以前ぽつりとそう漏らしたおれに、サッチ隊長は少しばかり思案した後「お前は周りに気を遣いすぎて色々溜め込むタイプだろうからなァ」とこの場所を教えてくれた。
ガラクタが積まれていた場所をみんなに内緒で片付けたのだという喧騒から遠く日当りのいい、こじんまりとした秘密の空間。

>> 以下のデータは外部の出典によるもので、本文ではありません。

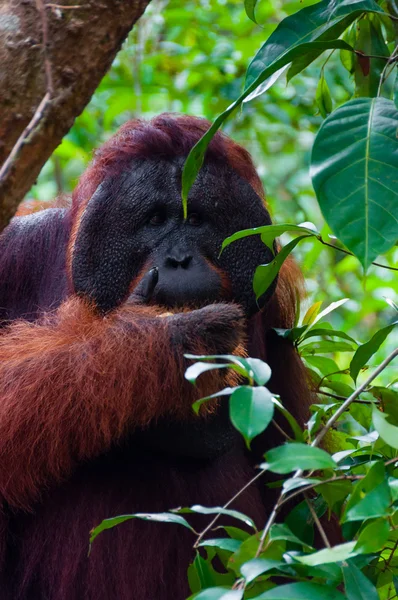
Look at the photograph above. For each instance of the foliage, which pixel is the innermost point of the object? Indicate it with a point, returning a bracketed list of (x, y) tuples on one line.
[(193, 59)]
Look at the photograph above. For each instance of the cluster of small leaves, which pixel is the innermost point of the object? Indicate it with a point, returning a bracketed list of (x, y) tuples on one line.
[(353, 164), (352, 480)]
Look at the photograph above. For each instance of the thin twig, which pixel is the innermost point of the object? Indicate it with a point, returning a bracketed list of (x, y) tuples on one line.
[(213, 521), (24, 137), (392, 59), (351, 254), (318, 440), (45, 43), (62, 7), (44, 103), (353, 397), (317, 522), (281, 431)]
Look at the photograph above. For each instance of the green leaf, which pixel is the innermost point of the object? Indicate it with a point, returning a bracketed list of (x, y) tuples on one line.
[(373, 537), (193, 372), (265, 274), (371, 496), (348, 58), (280, 531), (366, 351), (328, 333), (329, 555), (291, 457), (268, 233), (353, 171), (370, 42), (323, 97), (258, 566), (218, 593), (158, 517), (387, 432), (310, 29), (330, 308), (198, 403), (311, 313), (300, 591), (223, 543), (251, 410), (357, 586), (216, 510), (250, 6)]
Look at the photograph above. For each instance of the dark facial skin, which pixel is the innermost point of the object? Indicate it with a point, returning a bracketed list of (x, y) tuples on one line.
[(134, 222)]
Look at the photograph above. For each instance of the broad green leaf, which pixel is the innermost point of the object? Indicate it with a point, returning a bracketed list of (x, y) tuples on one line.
[(280, 531), (251, 410), (296, 482), (387, 432), (265, 274), (258, 566), (250, 7), (330, 308), (328, 333), (373, 537), (371, 496), (225, 392), (323, 97), (158, 517), (223, 543), (218, 593), (291, 457), (216, 510), (322, 23), (310, 29), (311, 313), (348, 58), (325, 347), (354, 170), (370, 42), (268, 233), (366, 351), (327, 555), (357, 585), (204, 572), (193, 372), (301, 591)]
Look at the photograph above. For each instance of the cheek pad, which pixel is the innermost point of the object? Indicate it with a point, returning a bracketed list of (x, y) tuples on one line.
[(103, 260)]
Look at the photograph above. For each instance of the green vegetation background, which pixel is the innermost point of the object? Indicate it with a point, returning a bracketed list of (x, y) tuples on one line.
[(191, 57)]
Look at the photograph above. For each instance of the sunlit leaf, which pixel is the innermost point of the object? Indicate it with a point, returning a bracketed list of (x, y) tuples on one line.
[(310, 29), (223, 543), (353, 171), (218, 593), (258, 566), (301, 591), (157, 517), (291, 457), (216, 510), (329, 555), (323, 97), (251, 410), (265, 274), (366, 351), (357, 585), (373, 537)]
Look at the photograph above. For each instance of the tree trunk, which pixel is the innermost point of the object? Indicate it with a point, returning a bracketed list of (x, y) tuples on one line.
[(52, 57)]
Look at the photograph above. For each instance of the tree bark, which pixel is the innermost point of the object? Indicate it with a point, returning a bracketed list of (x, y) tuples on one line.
[(52, 57)]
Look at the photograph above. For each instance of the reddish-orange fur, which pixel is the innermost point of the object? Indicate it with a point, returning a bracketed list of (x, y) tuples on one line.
[(73, 383)]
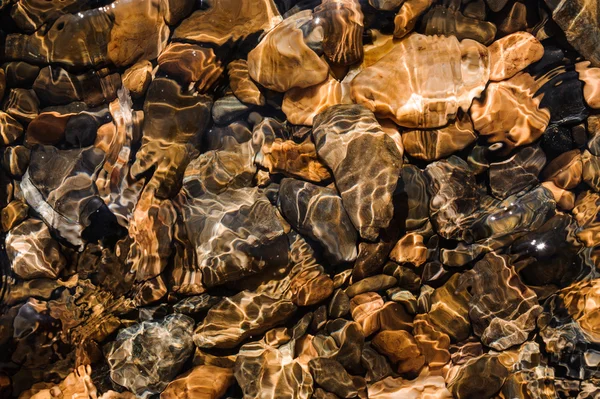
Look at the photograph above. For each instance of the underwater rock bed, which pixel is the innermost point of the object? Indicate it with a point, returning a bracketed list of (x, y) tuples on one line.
[(279, 199)]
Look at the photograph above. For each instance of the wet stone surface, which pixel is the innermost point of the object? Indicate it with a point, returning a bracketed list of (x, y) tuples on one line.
[(283, 199)]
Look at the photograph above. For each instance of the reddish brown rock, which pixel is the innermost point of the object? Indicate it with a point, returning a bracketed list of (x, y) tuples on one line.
[(408, 15), (302, 105), (365, 311), (427, 385), (565, 171), (201, 382), (591, 78), (33, 252), (242, 86), (137, 78), (410, 249), (510, 114), (513, 53), (228, 20), (10, 129), (342, 22), (275, 67), (190, 64), (401, 348), (433, 343), (565, 199), (434, 144), (411, 64)]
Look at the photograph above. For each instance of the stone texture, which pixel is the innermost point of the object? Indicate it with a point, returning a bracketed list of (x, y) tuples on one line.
[(318, 213), (234, 319), (411, 63), (229, 20), (510, 114), (202, 382), (279, 70), (145, 357), (342, 134), (32, 251), (513, 53), (332, 376), (578, 19)]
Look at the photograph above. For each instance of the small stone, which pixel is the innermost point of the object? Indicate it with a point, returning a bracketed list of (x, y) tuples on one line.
[(282, 70), (591, 88), (242, 86), (578, 19), (408, 15), (145, 357), (434, 144), (339, 306), (411, 63), (10, 129), (365, 311), (513, 53), (190, 64), (481, 377), (301, 105), (386, 5), (32, 251), (518, 172), (427, 385), (379, 282), (565, 171), (510, 114), (22, 104), (565, 199), (410, 249), (401, 348), (441, 20), (234, 319), (332, 377), (226, 109), (354, 128), (137, 78), (201, 382), (230, 20), (450, 311), (318, 212)]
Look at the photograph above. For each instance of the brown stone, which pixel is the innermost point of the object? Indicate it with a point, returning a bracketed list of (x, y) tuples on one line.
[(301, 105), (401, 348), (10, 129), (342, 23), (433, 343), (591, 78), (279, 70), (408, 15), (190, 63), (138, 32), (410, 249), (365, 311), (228, 20), (242, 86), (512, 54), (137, 78), (434, 144), (510, 114), (565, 171), (461, 70), (22, 104), (13, 214), (565, 199), (201, 382), (293, 159), (33, 252)]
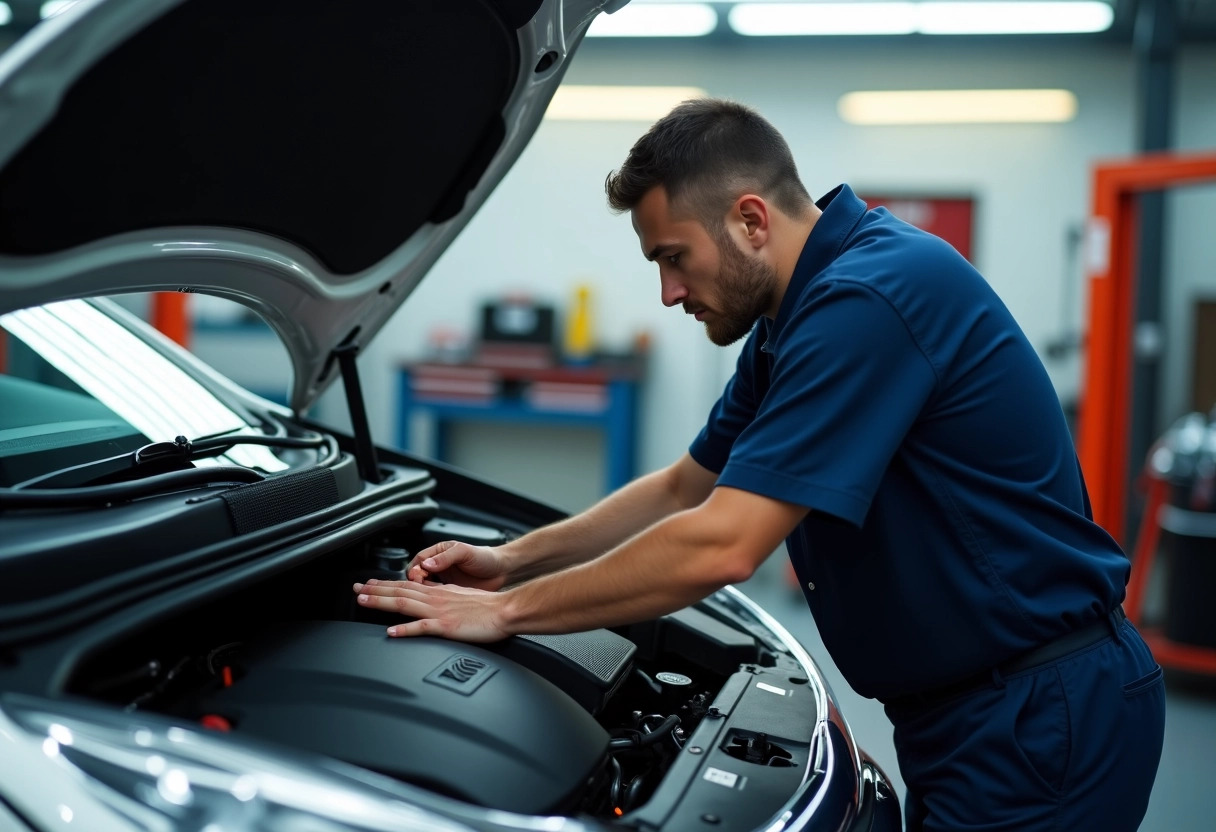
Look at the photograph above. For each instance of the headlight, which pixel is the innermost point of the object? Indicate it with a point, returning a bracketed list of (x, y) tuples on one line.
[(67, 765)]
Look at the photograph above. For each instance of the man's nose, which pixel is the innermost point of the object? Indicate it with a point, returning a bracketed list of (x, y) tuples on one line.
[(673, 290)]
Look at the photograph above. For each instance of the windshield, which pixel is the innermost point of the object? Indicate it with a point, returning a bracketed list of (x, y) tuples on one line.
[(77, 383)]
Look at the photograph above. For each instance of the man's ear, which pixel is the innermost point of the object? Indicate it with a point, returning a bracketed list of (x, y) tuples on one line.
[(750, 215)]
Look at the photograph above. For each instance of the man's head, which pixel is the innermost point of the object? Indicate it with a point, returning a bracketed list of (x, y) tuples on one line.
[(707, 186)]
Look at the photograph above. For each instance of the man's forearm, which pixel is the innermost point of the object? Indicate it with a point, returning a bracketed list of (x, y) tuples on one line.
[(673, 563)]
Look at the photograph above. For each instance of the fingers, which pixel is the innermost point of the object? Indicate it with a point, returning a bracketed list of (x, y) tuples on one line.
[(440, 556)]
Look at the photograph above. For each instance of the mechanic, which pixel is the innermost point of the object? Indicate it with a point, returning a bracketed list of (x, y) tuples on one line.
[(890, 421)]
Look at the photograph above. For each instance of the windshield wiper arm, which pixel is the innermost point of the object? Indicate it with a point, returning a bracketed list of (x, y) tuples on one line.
[(157, 457), (100, 495)]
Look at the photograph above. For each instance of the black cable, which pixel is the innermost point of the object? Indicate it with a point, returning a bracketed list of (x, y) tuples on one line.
[(614, 788), (642, 740), (226, 442)]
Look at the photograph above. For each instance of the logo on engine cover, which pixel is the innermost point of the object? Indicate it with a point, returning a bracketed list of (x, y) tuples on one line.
[(462, 674)]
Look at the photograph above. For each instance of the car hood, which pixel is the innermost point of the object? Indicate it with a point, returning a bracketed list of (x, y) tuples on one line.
[(310, 161)]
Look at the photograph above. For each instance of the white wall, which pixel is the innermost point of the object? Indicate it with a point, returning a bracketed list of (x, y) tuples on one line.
[(547, 226)]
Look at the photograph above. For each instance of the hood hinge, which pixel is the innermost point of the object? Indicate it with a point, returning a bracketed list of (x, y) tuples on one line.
[(365, 449)]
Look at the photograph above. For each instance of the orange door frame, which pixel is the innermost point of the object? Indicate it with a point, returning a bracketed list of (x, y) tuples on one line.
[(1104, 416)]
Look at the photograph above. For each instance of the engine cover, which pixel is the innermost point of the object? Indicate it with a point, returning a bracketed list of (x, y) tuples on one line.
[(454, 718)]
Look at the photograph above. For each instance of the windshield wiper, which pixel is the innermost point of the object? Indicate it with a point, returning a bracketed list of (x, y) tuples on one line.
[(156, 459), (101, 495)]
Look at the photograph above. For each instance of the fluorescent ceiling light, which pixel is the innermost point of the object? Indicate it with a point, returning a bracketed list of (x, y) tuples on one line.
[(804, 18), (930, 17), (657, 20), (957, 106), (618, 104), (52, 7), (1014, 17)]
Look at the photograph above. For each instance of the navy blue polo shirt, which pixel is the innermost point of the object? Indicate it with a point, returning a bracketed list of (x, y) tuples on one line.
[(895, 397)]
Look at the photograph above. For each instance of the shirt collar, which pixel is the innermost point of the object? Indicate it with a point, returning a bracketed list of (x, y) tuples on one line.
[(842, 212)]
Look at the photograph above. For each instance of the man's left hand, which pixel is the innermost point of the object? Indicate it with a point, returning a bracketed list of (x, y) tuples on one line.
[(439, 610)]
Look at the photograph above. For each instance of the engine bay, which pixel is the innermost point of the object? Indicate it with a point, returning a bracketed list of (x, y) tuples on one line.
[(676, 723)]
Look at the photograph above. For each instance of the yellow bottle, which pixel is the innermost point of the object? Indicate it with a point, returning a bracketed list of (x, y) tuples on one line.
[(579, 336)]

「おれのとっておきなんだから誰にも言うんじゃねェぞ」

そんなふうに笑って『とっておき』を教えてしまうサッチ隊長こそ周りに気を遣いすぎなんじゃないかと常々思ってはいたが。
まったく、サッチ隊長のお節介焼きめ。

「アルバ……!」

サッチ隊長しか知らないはずの部屋の中でバタバタと廊下を駆けてくる足音を聞き「この辺りに近づくやつがいるなんて珍しいな」とぼんやり考えていたら突然乱暴に開け放たれた木製の扉。
その向こうにはおれが今最も会いたくて、会いたくない人物が息を切らしながら立っていた。
荒い息の合間を縫って絞り出された掠れ声に心臓が跳ねる。
諦めたくせに我ながら情けなくなる反応だがまさかもう一度、それもこんなに早く名前を呼ばれる日が来るとは思わなかったのだから仕方あるまい。

「アルバ、あ、あの、あのっ」

明らかにおれを探していた様子のエースが何かを話しあぐねて魚のように何度も口をパクつかせている。
ここに来たということはサッチ隊長に何か言われたのだろう。
もういいと言ったのが強がりにとられてしまったのかもしれない。
追及されなかったからと油断しないでもっときちんとクギを刺しておくべきだったか。

「落ち着けよエース隊長、何かあったのか?」

動揺を隠そうと努めたせいで妙に平坦になってしまった声を微笑みで誤魔化しゆっくり話すよう促すとエースがヒュッと喉を詰まらせたように呼吸を止めた。
先程まで酸素を取り入れようと必死だったはずの身体が、まるでその方法を忘れてしまったかのごとく沈黙し続けている。

「……エース隊長?」
「あ……なん、その呼び方、なんで」

どうしたんだと眉を寄せるおれを見て中途半端に開いた唇が震え、おれにとっては重要だがエースにとってはそうでもないであろう疑問が零れた。
おれの場合ケジメをつけようと思っただけだが末の弟でありながら隊長になったエースをからかい半分尊敬半分で「エース隊長」と呼ぶ家族は少なくない。
古株のティーチですらそう呼ぶのだからおれが呼んでおかしいことはないだろうに何をそこまで不思議がるんだ。

「……ん?その袋」
「ッ!」

首を傾げて動いた視線の先に赤がよぎり、よくよく見てみるとエースの手には見覚えのある袋が握りしめられていた。
少し焦げて変色した袋は間違いなくあのときのプレゼントだ。
サッチ隊長が渡したんだな。
どうしてもと言うから捨てないで譲ったのに、余計なことを。

「エース隊長、それ、……えっ?」

もしかしておれと同じようにケジメをつけるため正面からプレゼントを突き返しに来たんだろうか。
そう考えて痛む胸に顔を歪めながら話しかけた瞬間、エースが怯えたように後ずさり勢いよく身をひるがえした。
唖然とする間にどんどん足音が遠ざかっていき、波の音だけが部屋に残る。

「……ええ?」

肩透かし感が半端ない。
お前、なにしに来たんだよ、エース。